In my teenage years and for some time after that I liked arguing a lot – with friends, with my parents, even with my teachers (I remember how dedicated I was when I fought against the compulsory school requirement for boys to have a very short haircut). I felt pleasure from having intellectual verbal fights (sometimes for hours), searching for the truth about life. In most cases, I argued on important topics, but sometimes, it was just for fun.
The more I learned about human relationships, however, the more I realized that the truth is rarely born in disputes, but what is often born in disputes is aggression, pain, insult, stubbornness, lies and manipulations – conscious or unconscious.
Over the years, I have learnt that there isn’t an absolute truth and that every person sees the world through the filter of their own convictions and fears.
I have understood that the more persistent we are in our attempts to persuade somebody in something, the more strongly they will close their mind for all our arguments. Their ego will dim all their mental activity. In fact, the probability the other person to agree with us is much bigger if we admit their right to disagree with us.
I have learnt that you can never be right if you meddle in somebody else’s life blaming and judging them. But you are always right to do whatever you choose in your life, even at the risk of making a mistake. Sometimes mistakes turn out to be right and the “reasonable” choices turn out to be mistakes.
I have understood that indignation is typical of people who have prejudices. Indignation is a demonstration of superiority over the others and an utter refusal to understand them. People who think that they know everything actually know the least.
I have also learnt that when we are filled with love, we are always closer to the truth – our truth as well as that of other people.
There is a certain boundary whose crossing turns the conversation into a battle. This is the moment when the opportunities for expanding our viewpoints have finished and we need to stop. From this moment on, if we continue to argue, instead of enriching our minds, we will start closing them.
In its most extreme forms, the frantic argument turns into a war – in the family, at work or even between countries. And war never brings anything good.
I have already learnt that if someone doesn’t want to see any truth in my opinion, there is no point in convincing them. If I am right, sooner or later, they will understand that. Because who is right and who is wrong will be shown by Life and by Time.
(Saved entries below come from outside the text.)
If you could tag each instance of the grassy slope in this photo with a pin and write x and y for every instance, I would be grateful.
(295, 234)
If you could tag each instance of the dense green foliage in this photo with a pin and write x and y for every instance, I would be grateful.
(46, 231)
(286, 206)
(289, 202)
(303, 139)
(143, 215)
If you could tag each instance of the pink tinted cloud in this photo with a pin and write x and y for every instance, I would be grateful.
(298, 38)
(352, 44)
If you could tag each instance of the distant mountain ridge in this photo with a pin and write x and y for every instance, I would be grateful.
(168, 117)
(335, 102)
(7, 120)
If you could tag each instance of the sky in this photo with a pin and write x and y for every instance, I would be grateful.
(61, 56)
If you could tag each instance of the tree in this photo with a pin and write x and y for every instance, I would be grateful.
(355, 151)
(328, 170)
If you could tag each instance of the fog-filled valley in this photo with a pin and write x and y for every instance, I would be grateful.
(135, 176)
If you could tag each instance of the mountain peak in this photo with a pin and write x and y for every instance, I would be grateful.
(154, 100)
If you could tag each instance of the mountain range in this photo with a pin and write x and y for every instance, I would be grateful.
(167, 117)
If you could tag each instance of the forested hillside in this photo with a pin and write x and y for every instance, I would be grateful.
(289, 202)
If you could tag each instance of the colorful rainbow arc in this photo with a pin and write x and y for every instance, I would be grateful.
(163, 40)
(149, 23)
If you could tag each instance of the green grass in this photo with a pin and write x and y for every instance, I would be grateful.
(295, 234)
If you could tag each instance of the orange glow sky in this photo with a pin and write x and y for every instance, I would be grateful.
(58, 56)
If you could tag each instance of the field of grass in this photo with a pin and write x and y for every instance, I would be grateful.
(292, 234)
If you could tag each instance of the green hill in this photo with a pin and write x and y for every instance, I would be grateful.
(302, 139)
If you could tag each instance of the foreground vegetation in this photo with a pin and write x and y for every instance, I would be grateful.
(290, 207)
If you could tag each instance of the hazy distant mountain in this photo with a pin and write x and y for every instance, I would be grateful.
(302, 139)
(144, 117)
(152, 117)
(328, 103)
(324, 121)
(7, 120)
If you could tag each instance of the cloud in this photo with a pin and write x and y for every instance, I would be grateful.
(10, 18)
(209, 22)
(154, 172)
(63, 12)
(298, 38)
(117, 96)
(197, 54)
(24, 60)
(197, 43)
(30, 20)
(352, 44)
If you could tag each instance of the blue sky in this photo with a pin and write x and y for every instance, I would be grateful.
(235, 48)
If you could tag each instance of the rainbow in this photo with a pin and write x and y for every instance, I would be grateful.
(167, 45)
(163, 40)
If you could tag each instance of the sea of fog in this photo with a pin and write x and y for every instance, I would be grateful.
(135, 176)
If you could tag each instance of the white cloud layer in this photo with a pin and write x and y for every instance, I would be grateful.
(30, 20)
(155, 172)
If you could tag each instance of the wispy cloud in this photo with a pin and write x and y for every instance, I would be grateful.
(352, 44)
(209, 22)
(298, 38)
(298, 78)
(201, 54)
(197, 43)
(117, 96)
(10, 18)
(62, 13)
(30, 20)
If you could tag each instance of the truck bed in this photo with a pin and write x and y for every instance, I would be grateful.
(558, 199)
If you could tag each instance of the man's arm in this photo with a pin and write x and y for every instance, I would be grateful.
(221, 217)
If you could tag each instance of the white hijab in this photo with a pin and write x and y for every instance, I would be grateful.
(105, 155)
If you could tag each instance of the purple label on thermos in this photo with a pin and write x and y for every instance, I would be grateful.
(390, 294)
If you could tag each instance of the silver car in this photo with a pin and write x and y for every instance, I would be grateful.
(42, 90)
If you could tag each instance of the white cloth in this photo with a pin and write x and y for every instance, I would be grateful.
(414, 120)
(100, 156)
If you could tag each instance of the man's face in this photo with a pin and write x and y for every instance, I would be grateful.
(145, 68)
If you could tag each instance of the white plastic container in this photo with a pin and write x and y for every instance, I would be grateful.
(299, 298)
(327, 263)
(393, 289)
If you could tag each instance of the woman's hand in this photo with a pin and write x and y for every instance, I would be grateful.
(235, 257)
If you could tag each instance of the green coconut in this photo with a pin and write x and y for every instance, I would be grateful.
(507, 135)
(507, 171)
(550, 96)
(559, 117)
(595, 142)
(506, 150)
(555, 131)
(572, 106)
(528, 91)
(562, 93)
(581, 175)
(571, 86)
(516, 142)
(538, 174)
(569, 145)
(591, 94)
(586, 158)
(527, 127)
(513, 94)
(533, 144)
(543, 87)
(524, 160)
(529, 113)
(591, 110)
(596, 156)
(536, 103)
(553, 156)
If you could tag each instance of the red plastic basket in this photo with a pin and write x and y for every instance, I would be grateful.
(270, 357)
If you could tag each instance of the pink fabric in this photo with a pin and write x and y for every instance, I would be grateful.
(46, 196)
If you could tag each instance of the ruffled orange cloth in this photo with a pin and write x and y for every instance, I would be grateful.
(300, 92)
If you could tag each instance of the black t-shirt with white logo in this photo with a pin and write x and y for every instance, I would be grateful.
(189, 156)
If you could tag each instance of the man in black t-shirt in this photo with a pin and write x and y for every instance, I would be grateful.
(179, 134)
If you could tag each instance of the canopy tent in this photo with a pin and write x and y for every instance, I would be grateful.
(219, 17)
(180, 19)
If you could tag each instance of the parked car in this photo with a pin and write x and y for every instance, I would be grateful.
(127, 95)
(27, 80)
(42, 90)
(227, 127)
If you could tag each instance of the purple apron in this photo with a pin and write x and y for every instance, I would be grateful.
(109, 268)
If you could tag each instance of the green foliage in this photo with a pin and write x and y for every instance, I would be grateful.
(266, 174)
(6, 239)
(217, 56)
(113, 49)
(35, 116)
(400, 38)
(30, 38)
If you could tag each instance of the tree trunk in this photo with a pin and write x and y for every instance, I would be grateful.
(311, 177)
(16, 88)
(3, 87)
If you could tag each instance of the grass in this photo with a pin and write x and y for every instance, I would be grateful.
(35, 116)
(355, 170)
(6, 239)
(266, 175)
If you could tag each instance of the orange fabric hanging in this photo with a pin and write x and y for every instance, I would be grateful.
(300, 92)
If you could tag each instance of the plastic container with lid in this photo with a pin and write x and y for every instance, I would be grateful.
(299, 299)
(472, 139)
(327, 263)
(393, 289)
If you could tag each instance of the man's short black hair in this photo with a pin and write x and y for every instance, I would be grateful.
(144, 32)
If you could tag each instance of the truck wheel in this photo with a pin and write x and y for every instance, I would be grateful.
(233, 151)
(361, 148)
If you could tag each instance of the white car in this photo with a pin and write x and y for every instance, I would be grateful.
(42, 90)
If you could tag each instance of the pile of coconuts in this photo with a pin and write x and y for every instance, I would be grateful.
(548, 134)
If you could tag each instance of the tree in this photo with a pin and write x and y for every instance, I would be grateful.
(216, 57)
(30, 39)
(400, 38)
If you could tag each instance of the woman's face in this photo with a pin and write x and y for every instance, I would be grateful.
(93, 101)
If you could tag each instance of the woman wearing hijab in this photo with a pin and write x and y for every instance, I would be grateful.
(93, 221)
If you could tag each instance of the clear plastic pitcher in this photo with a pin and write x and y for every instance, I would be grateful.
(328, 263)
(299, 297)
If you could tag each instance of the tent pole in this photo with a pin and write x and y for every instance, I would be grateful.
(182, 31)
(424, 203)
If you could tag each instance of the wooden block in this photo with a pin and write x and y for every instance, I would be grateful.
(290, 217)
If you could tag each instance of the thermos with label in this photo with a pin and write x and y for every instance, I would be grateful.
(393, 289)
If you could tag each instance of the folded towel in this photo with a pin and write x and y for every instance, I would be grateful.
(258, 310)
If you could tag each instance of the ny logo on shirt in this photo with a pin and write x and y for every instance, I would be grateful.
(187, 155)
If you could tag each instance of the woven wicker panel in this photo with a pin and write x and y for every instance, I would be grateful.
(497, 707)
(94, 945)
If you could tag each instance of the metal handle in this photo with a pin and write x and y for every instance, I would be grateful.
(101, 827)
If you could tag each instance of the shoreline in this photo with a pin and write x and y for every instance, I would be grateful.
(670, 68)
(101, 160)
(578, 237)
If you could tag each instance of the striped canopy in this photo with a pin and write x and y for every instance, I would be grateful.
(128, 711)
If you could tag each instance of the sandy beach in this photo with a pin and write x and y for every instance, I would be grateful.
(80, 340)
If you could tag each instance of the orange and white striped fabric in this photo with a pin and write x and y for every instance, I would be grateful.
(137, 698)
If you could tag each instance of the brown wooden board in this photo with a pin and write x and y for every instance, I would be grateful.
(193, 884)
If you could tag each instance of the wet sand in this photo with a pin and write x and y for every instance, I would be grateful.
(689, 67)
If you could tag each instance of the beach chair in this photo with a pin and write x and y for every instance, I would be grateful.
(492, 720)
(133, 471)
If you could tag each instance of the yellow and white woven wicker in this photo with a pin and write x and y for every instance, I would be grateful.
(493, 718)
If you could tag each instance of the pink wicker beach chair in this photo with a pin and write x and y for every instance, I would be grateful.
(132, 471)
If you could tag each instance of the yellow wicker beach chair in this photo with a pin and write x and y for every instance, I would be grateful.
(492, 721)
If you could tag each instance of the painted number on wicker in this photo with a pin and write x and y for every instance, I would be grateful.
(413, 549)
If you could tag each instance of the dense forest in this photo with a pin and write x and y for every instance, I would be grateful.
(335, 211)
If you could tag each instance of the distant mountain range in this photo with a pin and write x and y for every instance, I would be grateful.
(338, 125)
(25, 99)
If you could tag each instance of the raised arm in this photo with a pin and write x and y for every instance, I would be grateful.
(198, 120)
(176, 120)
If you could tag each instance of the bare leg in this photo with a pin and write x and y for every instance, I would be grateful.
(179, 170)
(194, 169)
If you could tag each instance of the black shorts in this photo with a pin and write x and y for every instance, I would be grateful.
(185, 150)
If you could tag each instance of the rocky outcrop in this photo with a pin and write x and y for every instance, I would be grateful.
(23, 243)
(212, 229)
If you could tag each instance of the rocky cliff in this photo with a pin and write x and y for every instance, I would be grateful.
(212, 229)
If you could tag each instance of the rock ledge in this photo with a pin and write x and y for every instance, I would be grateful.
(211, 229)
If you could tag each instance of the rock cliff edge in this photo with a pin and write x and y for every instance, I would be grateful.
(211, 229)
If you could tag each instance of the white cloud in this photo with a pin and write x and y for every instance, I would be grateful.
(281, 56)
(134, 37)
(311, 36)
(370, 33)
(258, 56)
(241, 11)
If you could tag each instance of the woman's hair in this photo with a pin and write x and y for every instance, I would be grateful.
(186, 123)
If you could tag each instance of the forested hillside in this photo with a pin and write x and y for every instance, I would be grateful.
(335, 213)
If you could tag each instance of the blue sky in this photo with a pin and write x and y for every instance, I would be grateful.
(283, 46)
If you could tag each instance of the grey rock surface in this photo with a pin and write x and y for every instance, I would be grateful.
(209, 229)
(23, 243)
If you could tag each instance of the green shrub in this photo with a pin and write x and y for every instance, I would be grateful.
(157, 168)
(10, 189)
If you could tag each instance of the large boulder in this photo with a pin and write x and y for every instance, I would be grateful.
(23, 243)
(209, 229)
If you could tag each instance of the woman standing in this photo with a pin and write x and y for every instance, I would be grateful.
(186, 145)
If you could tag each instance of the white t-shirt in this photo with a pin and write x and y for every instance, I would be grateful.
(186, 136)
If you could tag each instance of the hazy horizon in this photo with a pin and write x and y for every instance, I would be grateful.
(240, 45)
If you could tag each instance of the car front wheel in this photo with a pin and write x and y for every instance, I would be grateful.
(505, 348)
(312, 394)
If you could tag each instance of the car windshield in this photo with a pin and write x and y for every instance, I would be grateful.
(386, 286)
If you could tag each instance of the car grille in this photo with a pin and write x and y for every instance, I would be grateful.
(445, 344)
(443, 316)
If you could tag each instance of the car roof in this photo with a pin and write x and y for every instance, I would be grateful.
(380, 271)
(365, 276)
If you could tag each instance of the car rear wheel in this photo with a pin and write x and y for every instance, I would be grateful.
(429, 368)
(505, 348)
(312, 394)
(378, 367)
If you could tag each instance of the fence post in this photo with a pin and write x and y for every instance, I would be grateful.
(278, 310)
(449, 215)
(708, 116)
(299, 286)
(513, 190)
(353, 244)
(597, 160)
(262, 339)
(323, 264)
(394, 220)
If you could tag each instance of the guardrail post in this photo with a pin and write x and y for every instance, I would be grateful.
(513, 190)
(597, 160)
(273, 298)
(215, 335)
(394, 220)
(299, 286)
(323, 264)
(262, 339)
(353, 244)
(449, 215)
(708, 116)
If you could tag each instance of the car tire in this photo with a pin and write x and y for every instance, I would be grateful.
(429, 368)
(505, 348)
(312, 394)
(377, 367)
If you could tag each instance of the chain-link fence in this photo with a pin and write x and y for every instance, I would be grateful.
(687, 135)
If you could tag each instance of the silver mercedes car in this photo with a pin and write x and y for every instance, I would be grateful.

I have also understood that when I disagree with someone, it is possible that I am the one who is wrong and I may realize that after years have passed. I know that it is wise to respect other people’s point of view even if you don’t accept it. Maybe some day, after some time, this point of view will help you in some way when you are ready to understand it.
Because our notion about the truth is changing and evolving together with us.
And yet, in some cases, something good is really born in disputes. When both sides are spiritually evolved enough, tolerant and wise enough to know that they still have a lot to learn. Then, the two viewpoints don’t start a battle with each other but mutually expand each other, revealing new, unknown truths.